On 11.03.2013, at 23:54, Andrew Wong wrote:

> On 3/11/13, Max Horn <m...@quendi.de> wrote:
>> Looking at the git config man page to check what each of my config settings
>> does, I discovered "trustctime". And adding
>>      trustctime = false
>> to .git/config made the rebase work, every single time. Huh.
>> 
>> 
>> Adding this to the fact that a clone works fine, I wonder if  something *is*
>> touching my files, but just in that directory. But what could it be? One
>> nagging suspicion is the "file versioning" feature Apple introduced as part
>> of Time Machine in OS X 10.7; it's kind of a "version control system for
>> n00bs" for arbitrary documents. It has caused me some pain in the past.
>> 
>> But I just re-checked, and problematic repos is explicitly on the Time
>> Machine exclusion list. I also used the "tmutil isexcluded FILES" to verify
>> that the problematic files are really on the TM exclusion list. Finally, I
>> moved the one of the repos subdirectory containing most of the problematic
>> files, and then run "git checkout". In other instances, this sufficed to
>> "disassociate" a file from an unwanted TM version history. But doing that
>> had no effect here, i.e. also with the freshly regenerated files, the
>> problems appear.
> 
> Would you be able to turn off Time Machine completely and do a few
> tests? If it does works, then it becomes a matter of fixing Time
> Machine...
> 

sudo launchctl unload /System/Library/LaunchDaemons/com.apple.revisiond.plist

-> this exits revisiond, and prevents launchd from respawning it. After that, 
the problem is gone, on several attempts. And once I reactivate revisions, the 
problem reoccurs.

So it seems pretty clear what the cause of this is.
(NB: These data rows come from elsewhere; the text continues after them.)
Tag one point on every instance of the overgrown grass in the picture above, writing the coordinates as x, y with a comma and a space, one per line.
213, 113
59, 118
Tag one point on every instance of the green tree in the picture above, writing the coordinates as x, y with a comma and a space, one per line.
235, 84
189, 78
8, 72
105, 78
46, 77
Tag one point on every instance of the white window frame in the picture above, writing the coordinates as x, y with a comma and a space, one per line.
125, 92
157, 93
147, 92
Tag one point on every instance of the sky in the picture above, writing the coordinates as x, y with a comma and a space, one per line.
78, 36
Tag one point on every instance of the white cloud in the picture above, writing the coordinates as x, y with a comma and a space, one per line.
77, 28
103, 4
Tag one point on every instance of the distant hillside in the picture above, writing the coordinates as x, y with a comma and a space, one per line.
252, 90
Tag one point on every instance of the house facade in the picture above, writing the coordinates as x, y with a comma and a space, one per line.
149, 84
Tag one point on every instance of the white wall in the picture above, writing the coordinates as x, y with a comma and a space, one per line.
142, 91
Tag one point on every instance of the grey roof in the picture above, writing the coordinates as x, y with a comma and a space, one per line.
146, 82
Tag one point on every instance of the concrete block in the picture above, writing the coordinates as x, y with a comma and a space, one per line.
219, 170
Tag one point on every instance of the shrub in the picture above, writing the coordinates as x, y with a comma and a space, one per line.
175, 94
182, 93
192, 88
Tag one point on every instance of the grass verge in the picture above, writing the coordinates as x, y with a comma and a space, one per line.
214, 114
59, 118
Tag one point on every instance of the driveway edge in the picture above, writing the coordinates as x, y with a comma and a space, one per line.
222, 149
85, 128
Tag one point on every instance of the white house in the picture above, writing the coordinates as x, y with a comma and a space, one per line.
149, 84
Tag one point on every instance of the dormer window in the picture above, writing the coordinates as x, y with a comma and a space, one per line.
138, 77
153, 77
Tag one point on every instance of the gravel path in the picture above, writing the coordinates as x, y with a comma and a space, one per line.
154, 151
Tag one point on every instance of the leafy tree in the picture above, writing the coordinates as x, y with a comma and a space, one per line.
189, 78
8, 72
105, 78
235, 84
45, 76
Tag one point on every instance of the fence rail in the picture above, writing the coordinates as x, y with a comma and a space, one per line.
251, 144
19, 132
Now I still need to figure 
out why it affects that particular repository and not others. But at this point 
I guess it is safe to say that Apple's auto-crap-magic revisiond is the root of 
the problem, and git is purely a victim. So I'll stop spamming this list with 
this issue for now, and see if I can figure out a fix that is less invasive 
than turning off revisiond completely (which some application rely on, so 
disabling it may break them badly).

Andrew, thank you very much for your persistent guidance and help. I definitely 
owe you a beverage-of-your-choice ;-).